The story is simple enough, as with most romcoms: two lovelorn individuals find each other, and what seemed like a business proposition at first may in fact turn out to be a life-altering revelation for both of them. Fil-Am Julian Parker (Derek Ramsay) goes to the Philippines so he can tell his Filipina ex (Isabel Oli) in person his message of hatred. But first, he needs to master, or at least familiarize with the Filipino language so he can maintain the high ground of their breakup. This is where Tere Madlangsacay (Jennylyn Mercado), an English tutor comes in. She agrees to translate Julian's letter and help him pronounce its translation properly, and in return Julian offers him a thousand dollars in payment.

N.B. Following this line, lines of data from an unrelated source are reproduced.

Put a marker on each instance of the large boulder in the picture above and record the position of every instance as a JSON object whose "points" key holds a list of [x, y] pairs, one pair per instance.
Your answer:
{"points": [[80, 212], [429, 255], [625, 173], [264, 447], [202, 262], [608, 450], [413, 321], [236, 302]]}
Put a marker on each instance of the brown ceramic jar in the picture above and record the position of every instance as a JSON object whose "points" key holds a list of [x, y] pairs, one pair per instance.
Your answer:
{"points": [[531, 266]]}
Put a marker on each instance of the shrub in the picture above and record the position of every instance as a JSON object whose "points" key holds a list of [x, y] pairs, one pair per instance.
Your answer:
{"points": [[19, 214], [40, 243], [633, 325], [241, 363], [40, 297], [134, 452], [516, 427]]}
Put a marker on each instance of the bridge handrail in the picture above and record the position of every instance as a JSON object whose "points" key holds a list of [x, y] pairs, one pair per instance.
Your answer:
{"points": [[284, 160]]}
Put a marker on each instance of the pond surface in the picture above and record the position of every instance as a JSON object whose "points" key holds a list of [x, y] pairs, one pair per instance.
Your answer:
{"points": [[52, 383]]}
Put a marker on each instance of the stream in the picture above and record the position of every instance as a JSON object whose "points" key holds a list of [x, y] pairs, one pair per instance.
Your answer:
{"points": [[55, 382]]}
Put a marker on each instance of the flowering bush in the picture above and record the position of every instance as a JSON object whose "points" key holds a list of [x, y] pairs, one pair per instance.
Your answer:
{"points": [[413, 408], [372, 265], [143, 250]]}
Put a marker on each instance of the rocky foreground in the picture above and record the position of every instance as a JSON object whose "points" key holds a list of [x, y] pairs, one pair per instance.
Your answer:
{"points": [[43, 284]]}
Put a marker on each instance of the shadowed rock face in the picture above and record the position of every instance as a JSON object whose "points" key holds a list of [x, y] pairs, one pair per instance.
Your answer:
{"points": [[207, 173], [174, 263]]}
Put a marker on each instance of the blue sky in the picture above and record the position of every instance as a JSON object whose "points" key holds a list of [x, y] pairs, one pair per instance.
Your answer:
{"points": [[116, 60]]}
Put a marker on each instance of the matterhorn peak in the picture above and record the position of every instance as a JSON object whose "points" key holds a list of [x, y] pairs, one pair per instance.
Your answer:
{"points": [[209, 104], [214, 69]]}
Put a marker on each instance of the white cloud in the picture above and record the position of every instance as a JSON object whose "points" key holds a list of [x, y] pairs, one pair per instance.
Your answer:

We all know how this ends, but more important than the destination is the journey these two characters take. Aside from merely just translating for Julian, Tere takes him on a trip around the metro. She localizes him. They eat street foods, ride the jeepney, and Julian even gets to meet Tere's family back in Bulacan. At one point, the two even go cinema hopping from one theater to the next as Julian searches for his ex. 

Julian is not the only one madly in love with an illusion. Tere herself is in a one-way relationship with his ex (Kean Cipriano) who she thinks will one day get back with her, but the guy clearly uses him for sexual and material benefits. And when she knocks her head on the wall, guess who's there to console her?

Then there's Tere's bestfriend Mallows (Cai Cortez), who gives unsolicited advice to Tere even though her own love life is in shambles. Men run away faster than horses at the track upon knowledge that she already has a daughter out of wedlock. Jadaone's script is interesting more so of the little ironies hidden in the subtext, but most times the irony is cleverly put into the humorous dialogue. 

What I like most about ENGLISH ONLY PLEASE is that it gets the culture clash conflict right. There is a lot of hilarious material when you write about two cultures clashing, and ENGLISH ONLY PLEASE gets it about 99% of the time. Jadaone knows the common one-liners and issues people encounter on a daily basis, especially in matters of the heart, and she embeds them in her script that we feel as if Tere Madlangsacay is someone we are intimately familiar with. She feels like our best friend, our sister, and maybe even our co-worker. The lines are snappy and Jennylyn Mercado has the privilege to utter them in street-smart, witty fashion. 

Those who have seen Antoinette Jadaone's previous film THAT THING CALLED TADHANA will easily spot the similarities between that and ENGLISH ONLY PLEASE. The characters are pretty much the same, perhaps reversed, and both couple embark on a life-altering physical journey. One might even say that ENGLISH ONLY PLEASE is a companion piece to TADHANA, a sort of dual he said/she said. But while TADHANA is about moving on, ENGLISH ONLY PLEASE is more about forgiveness. The film proves that the sins of the past easily affect our future, our understanding of certain ideologies such as love, commitment, and family, yet sometimes, there comes a person who will show us that our beliefs and prejudices have been terribly, terribly wrong. And in that moment, you will run out of excuses. Excuses like "Traffic sa Edsa" (It's traffic in EDSA).